Peer Response #2 Week 8

My second peer response is for Kelsey's piece:

I cleared my throat and manipulated it into a sultry voice, or as sultry as an eleven year old’s voice can get, for Katherine, “Hey everyone, I’m Katherine. Thanks for coming out tonight to see me, I hope it’s—” My younger sister, Audrey, rushed into our bedroom, almost tripping over the mass of rejected barbies. Interrupting Katherine’s big moment she demanded that I follow her, making frantic “come here” gestures with her hands. I dropped Katherine and she fell over in her chair, waiting for me to come back and let her have this change to sing.
She power-walked, feet shuffling along the beige carpet, towards the kitchen repeatedly looking behind her to make sure I was still there, following her.  As her feet slapped onto tile of the kitchen she jammed her slim fingers into the knob of the cabinet beneath the sink and pulled out our dog’s purple spray can of perfume, on it was a picture of a Bichon Frise bounding through tall grass with its mouth open and tongue flung to the side. She handed it over to me, pausing until I took it and then hooked her fingers under the crescent moon pull of what my mother had dubbed the “junk drawer” and grabbed a small orange lighter which she kept for herself.

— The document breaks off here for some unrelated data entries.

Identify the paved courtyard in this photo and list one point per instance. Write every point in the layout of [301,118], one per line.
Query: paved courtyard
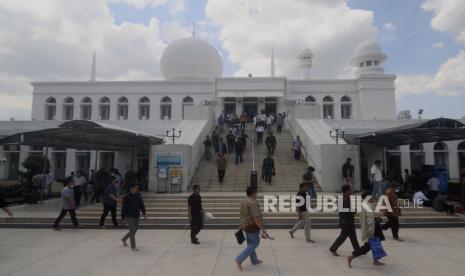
[168,252]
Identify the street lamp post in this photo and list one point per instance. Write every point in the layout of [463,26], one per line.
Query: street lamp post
[338,134]
[173,135]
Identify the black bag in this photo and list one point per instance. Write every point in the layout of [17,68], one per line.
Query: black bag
[240,236]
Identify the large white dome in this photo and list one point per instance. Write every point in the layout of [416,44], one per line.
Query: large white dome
[190,58]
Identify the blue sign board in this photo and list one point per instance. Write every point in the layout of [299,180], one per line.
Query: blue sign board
[167,159]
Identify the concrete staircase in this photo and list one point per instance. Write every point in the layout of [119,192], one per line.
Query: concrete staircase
[170,211]
[288,171]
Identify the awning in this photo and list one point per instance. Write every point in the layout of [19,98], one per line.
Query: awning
[247,94]
[442,129]
[83,135]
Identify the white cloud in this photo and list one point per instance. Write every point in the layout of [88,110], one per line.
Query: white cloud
[248,30]
[449,17]
[438,45]
[53,40]
[449,80]
[140,4]
[389,26]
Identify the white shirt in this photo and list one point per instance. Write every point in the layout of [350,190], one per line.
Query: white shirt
[375,170]
[433,184]
[419,197]
[79,180]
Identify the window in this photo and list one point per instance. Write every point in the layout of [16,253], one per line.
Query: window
[328,108]
[123,106]
[86,108]
[441,155]
[346,107]
[144,108]
[310,100]
[417,157]
[68,108]
[187,101]
[165,108]
[50,108]
[104,109]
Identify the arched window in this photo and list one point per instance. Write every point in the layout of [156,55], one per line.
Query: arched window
[461,153]
[68,108]
[346,107]
[165,108]
[310,100]
[328,108]
[104,109]
[144,108]
[86,108]
[417,157]
[123,108]
[187,101]
[50,108]
[441,155]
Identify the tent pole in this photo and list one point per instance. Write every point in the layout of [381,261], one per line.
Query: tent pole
[44,180]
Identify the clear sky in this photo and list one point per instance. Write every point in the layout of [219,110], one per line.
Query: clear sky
[54,40]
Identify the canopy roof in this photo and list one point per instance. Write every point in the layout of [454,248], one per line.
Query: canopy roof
[435,130]
[83,135]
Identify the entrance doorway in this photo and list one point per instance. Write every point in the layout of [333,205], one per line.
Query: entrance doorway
[107,160]
[13,165]
[59,165]
[229,105]
[271,105]
[83,162]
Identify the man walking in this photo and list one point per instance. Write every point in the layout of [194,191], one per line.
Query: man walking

First of all, I want to read more. I can assume from the title that something BAD is about to happen with the doggie perfume and orange lighter.
I think the beginning where she clears her throat came off rather cinematic. I liked the “or as sultry as an eleven year old’s voice can get” because it makes the reader picture some little girl trying to put on the “older” voice. Also, you added specificity when the narrator stated how Audrey almost tripped over the mass of rejected barbies in her hurry. “Slapped” was a very powerful word to express her transition from carpet to tile. It really does sound like a SLAP when you’re stomping across the floor on a mission. I also like the specificity of what was on the dog perfume and the fact that it was an orange lighter. The "cresent moon pull" was an interesting way to call the handle on the "junk drawer."
Good job. :)

1 comment:

  1. Thanks Kay! And trust me, something bad does happen. True-ish story too!